This past weekend I had the great honor of baptizing a little girl, welcoming her into the Christian faith. Elizabeth wore a baptismal gown made from her mother’s own wedding dress, a gown her older sister wore at her own baptism. I met many of her aunts and uncles and proud grandparents, and a great great uncle who had come out to see this amazing event.
This past weekend former Vice Presidential candidate Sarah Palin stated, “If I were in charge, [jihadists] would know that waterboarding is how we baptize terrorists.” She spoke at an NRA gathering in Indianapolis and served up red meat to a group raring to eat it. They devoured her words.
Christians around the world are celebrating the great 50 Days of Easter, a time when many are baptized into the faith. Not even a full week into Eastertide, Palin described the joyous rite of new birth as a means of torture for our enemies. Overtones of the Crusades were not hard to miss.
This past Sunday I prayed these words over the water in our font before baptizing Elizabeth: “Now sanctify this water, we pray you, by the power of your Holy Spirit, that those who here are cleansed from sin and born again may continue for ever in the risen life of Jesus Christ our Savior.” Palin took an instrument of bringing life and made it a vehicle for pain.

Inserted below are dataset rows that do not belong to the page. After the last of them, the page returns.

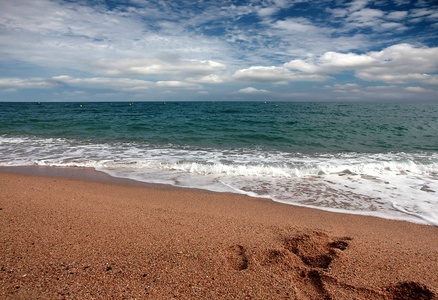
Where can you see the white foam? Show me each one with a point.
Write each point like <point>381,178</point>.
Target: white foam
<point>394,185</point>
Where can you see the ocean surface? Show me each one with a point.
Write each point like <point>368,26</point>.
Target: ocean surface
<point>361,158</point>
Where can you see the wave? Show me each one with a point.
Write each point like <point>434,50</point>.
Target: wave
<point>393,185</point>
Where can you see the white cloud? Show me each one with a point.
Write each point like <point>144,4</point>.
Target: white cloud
<point>401,63</point>
<point>365,18</point>
<point>166,65</point>
<point>124,84</point>
<point>12,84</point>
<point>296,25</point>
<point>209,79</point>
<point>397,15</point>
<point>274,74</point>
<point>251,90</point>
<point>178,84</point>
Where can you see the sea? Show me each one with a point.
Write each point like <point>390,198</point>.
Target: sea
<point>358,158</point>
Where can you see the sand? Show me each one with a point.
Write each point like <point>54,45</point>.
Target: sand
<point>66,238</point>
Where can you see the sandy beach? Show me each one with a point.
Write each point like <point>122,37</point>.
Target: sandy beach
<point>66,238</point>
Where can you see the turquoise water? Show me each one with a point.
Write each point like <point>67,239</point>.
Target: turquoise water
<point>366,158</point>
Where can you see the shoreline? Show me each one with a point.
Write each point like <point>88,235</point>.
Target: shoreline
<point>93,175</point>
<point>75,237</point>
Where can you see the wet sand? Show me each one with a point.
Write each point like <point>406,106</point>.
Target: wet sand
<point>67,238</point>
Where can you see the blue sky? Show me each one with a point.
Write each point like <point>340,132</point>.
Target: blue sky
<point>141,50</point>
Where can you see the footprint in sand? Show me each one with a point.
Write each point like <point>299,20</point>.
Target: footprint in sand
<point>236,257</point>
<point>316,249</point>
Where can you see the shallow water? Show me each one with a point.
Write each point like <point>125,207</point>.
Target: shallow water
<point>365,158</point>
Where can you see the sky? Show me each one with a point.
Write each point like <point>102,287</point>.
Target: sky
<point>204,50</point>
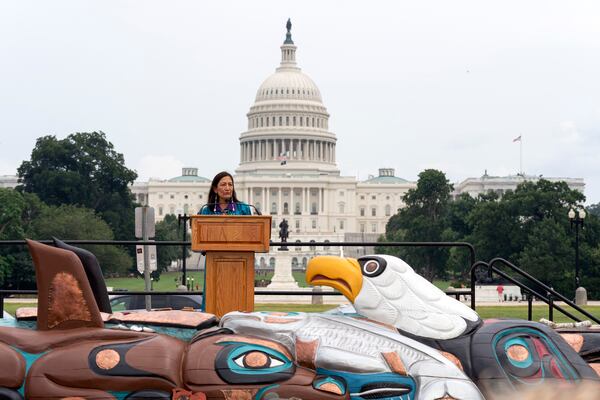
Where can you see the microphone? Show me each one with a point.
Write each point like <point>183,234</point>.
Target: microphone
<point>213,206</point>
<point>255,209</point>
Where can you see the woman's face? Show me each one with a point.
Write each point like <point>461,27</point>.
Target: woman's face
<point>224,189</point>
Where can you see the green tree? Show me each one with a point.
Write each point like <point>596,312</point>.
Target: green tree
<point>84,170</point>
<point>548,255</point>
<point>17,212</point>
<point>68,222</point>
<point>423,219</point>
<point>168,229</point>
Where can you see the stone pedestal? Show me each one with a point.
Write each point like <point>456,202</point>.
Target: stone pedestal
<point>283,278</point>
<point>581,296</point>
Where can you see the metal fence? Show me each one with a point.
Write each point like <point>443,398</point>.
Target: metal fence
<point>184,244</point>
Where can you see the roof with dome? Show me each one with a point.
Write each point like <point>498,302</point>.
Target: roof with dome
<point>189,175</point>
<point>386,176</point>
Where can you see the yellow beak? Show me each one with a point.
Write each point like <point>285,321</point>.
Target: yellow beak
<point>343,274</point>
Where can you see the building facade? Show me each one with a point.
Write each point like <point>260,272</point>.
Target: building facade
<point>288,170</point>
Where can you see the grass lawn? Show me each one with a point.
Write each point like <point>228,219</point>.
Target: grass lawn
<point>169,280</point>
<point>485,312</point>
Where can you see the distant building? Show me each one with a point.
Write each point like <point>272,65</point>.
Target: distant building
<point>288,170</point>
<point>500,184</point>
<point>9,181</point>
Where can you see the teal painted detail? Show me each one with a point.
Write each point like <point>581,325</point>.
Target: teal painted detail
<point>30,358</point>
<point>283,363</point>
<point>519,342</point>
<point>355,381</point>
<point>119,395</point>
<point>319,383</point>
<point>568,372</point>
<point>262,391</point>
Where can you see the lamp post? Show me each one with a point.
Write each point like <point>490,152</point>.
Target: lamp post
<point>576,218</point>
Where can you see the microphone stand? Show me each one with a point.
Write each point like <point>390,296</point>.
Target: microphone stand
<point>185,218</point>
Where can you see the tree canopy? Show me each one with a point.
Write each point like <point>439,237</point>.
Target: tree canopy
<point>83,170</point>
<point>528,226</point>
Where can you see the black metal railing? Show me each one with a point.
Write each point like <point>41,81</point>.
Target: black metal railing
<point>549,297</point>
<point>457,292</point>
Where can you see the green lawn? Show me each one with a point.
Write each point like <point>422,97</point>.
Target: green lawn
<point>169,280</point>
<point>518,312</point>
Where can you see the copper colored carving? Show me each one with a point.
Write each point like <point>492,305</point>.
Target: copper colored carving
<point>306,352</point>
<point>66,301</point>
<point>107,359</point>
<point>395,362</point>
<point>453,358</point>
<point>574,340</point>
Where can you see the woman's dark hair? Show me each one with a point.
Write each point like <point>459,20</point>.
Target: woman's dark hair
<point>212,196</point>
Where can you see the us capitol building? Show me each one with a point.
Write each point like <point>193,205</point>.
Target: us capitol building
<point>288,169</point>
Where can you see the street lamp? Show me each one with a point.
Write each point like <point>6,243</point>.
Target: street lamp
<point>576,218</point>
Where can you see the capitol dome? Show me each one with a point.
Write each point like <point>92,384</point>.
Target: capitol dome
<point>288,84</point>
<point>288,125</point>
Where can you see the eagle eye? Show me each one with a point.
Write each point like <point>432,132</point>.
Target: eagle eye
<point>372,266</point>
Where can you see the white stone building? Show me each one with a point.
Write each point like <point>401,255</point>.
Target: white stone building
<point>288,169</point>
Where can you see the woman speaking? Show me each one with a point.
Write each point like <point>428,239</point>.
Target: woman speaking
<point>222,199</point>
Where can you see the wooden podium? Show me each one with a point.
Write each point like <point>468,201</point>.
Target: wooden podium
<point>230,242</point>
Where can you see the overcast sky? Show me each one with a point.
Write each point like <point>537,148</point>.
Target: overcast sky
<point>409,85</point>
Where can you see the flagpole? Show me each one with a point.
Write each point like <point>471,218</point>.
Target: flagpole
<point>521,154</point>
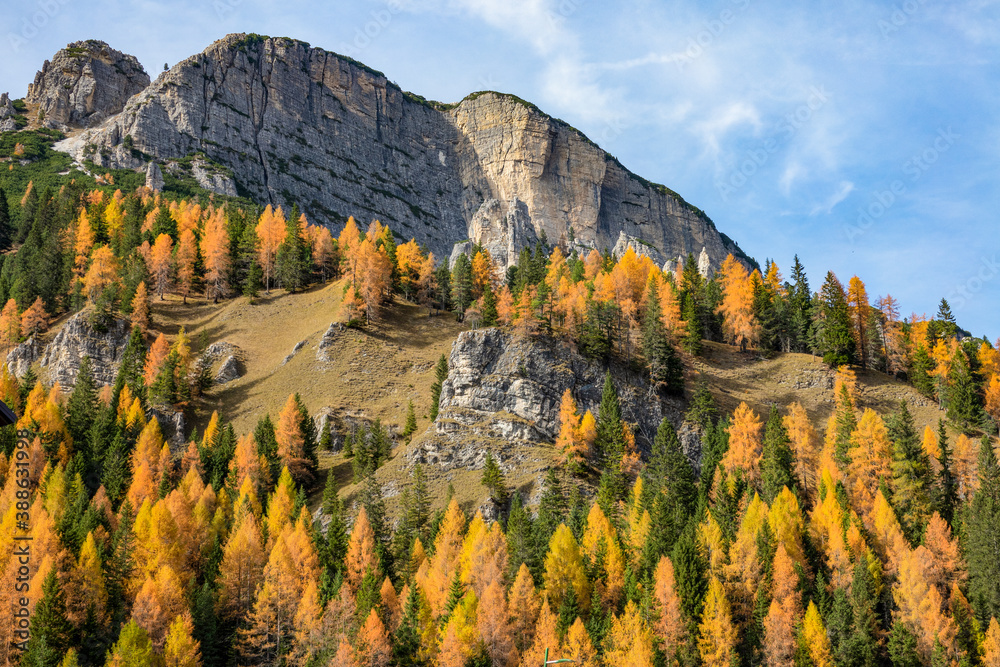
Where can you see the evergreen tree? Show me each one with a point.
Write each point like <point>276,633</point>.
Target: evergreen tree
<point>800,308</point>
<point>490,315</point>
<point>411,422</point>
<point>964,397</point>
<point>982,525</point>
<point>461,284</point>
<point>493,480</point>
<point>665,368</point>
<point>912,479</point>
<point>6,228</point>
<point>693,331</point>
<point>292,261</point>
<point>946,320</point>
<point>551,512</point>
<point>50,629</point>
<point>520,540</point>
<point>946,491</point>
<point>833,328</point>
<point>440,375</point>
<point>81,409</point>
<point>776,464</point>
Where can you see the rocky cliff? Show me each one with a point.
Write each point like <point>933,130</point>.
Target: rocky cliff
<point>503,390</point>
<point>84,84</point>
<point>290,123</point>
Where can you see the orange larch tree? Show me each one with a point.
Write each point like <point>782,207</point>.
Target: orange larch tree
<point>745,444</point>
<point>271,232</point>
<point>161,263</point>
<point>187,253</point>
<point>738,323</point>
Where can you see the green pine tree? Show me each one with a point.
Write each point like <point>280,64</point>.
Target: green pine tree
<point>50,629</point>
<point>777,462</point>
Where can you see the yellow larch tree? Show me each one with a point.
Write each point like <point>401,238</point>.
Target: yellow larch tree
<point>745,444</point>
<point>716,634</point>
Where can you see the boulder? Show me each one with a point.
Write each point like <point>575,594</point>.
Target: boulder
<point>61,358</point>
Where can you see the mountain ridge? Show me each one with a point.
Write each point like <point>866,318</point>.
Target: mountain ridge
<point>297,124</point>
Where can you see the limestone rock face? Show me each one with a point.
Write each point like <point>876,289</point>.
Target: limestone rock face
<point>84,84</point>
<point>20,359</point>
<point>154,177</point>
<point>299,124</point>
<point>502,390</point>
<point>61,358</point>
<point>7,113</point>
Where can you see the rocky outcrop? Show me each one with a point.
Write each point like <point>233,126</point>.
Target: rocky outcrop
<point>60,361</point>
<point>7,113</point>
<point>172,424</point>
<point>223,361</point>
<point>300,124</point>
<point>84,84</point>
<point>154,177</point>
<point>502,389</point>
<point>20,359</point>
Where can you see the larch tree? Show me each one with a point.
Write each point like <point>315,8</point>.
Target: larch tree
<point>739,323</point>
<point>270,232</point>
<point>140,308</point>
<point>745,444</point>
<point>716,633</point>
<point>493,622</point>
<point>215,253</point>
<point>859,309</point>
<point>103,272</point>
<point>187,253</point>
<point>161,263</point>
<point>181,649</point>
<point>815,638</point>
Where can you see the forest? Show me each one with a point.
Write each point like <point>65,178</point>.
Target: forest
<point>867,540</point>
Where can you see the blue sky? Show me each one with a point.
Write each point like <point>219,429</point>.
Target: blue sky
<point>863,136</point>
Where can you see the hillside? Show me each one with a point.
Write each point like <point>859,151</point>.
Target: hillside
<point>372,374</point>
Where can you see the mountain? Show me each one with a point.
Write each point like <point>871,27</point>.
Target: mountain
<point>287,123</point>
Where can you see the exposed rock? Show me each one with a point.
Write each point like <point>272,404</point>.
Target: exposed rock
<point>326,343</point>
<point>7,113</point>
<point>504,233</point>
<point>346,422</point>
<point>296,123</point>
<point>172,424</point>
<point>211,178</point>
<point>84,84</point>
<point>502,389</point>
<point>638,246</point>
<point>295,350</point>
<point>78,338</point>
<point>226,358</point>
<point>230,369</point>
<point>20,359</point>
<point>154,177</point>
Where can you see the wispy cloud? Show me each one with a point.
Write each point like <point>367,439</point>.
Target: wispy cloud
<point>843,190</point>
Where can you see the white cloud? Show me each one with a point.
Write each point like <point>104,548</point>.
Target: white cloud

In his Sermon on the Mount, Jesus taught, “You have heard that it was said, ‘You shall love your neighbor and hate your enemy.’ But I say to you, Love your enemies and pray for those who persecute you, so that you may be children of your Father in heaven.” Love our enemies — the ones who wish us harm — and pray for them. Not wish that we could torture them.

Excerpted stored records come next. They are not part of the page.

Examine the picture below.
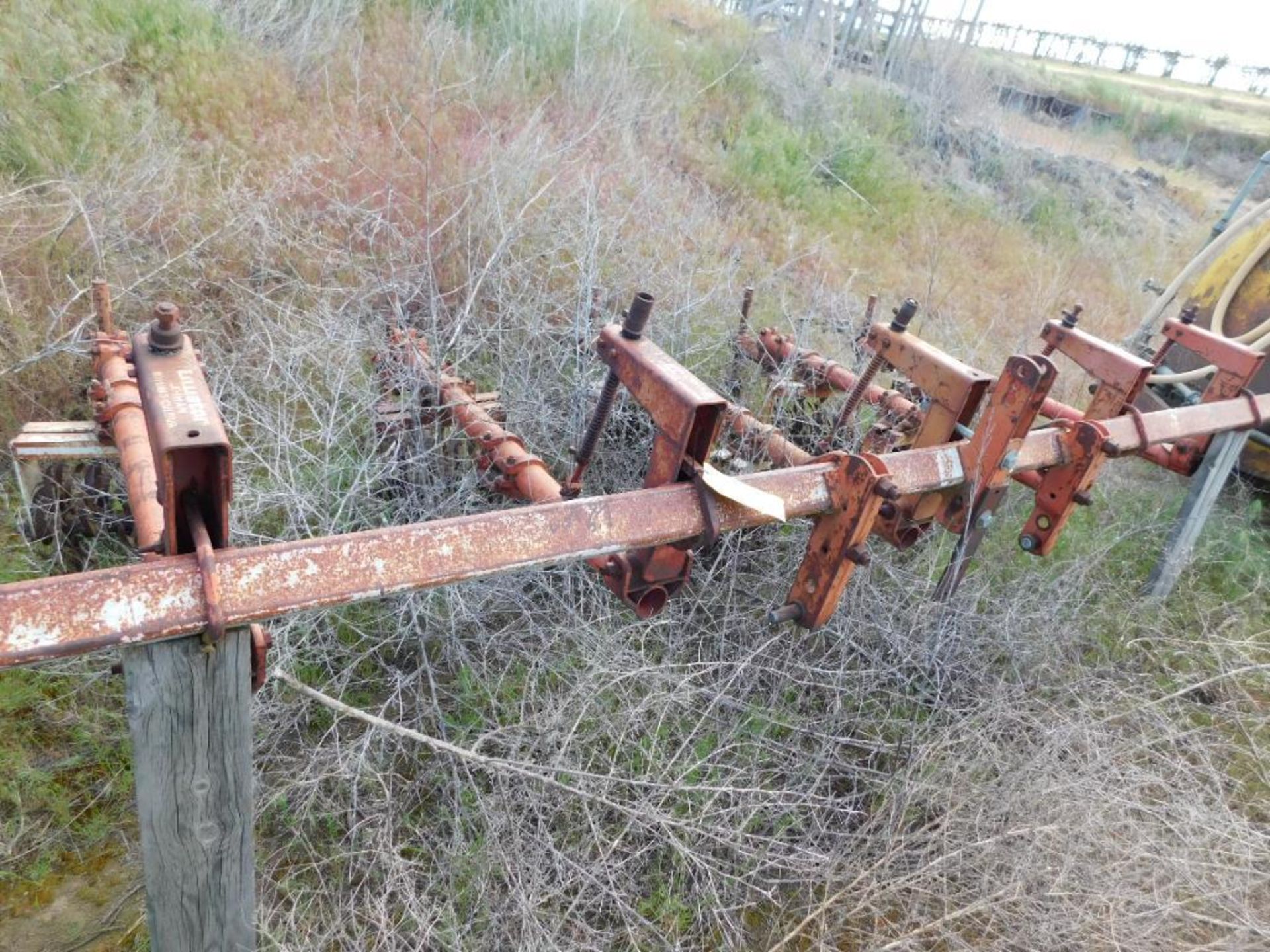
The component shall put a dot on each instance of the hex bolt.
(1070, 320)
(165, 335)
(789, 612)
(1188, 317)
(887, 489)
(633, 329)
(902, 317)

Palin—a professed Christian—can’t imagine praying for her perceived enemies except maybe to pray that they could be brought to the brink mentally and emotionally and give up information. She certainly can’t imagine showing love.
Fear is at the root of these comments, of course. Fear of another terrorist attack on our country. Fear of possible harm on us. And so these words were spoken to increase the fear, to make us all the more trigger-happy in a society that has too many itchy fingers already.
Interestingly enough, Jesus had some words about who we really need to fear. “Do not fear those who kill the body but cannot kill the soul; rather fear him who can destroy both soul and body in Gehenna [hell].”
I believe that people can experience both heaven and hell in this life, and that God wants us to choose and live in the former. God longs for us to fully participate in a place of love. Fear mongering only pushes us further away from love and the life God intends for us and for our supposed enemies too. One follower of Jesus put it this way in scripture, “There is no fear in love, but perfect love casts out fear; for fear has to do with punishment, and whoever fears has not reached perfection in love.”
Baptism, a sacrament and sign of God’s deep love for us, should never be used as a punchline to promote fear. That kind of fear leads not to life but to death: the death of the soul. A piece of us dies every time we ratchet up the fear, and we move away from the life promised in baptism and closer to Gehenna. I hope we notice it before it’s too late.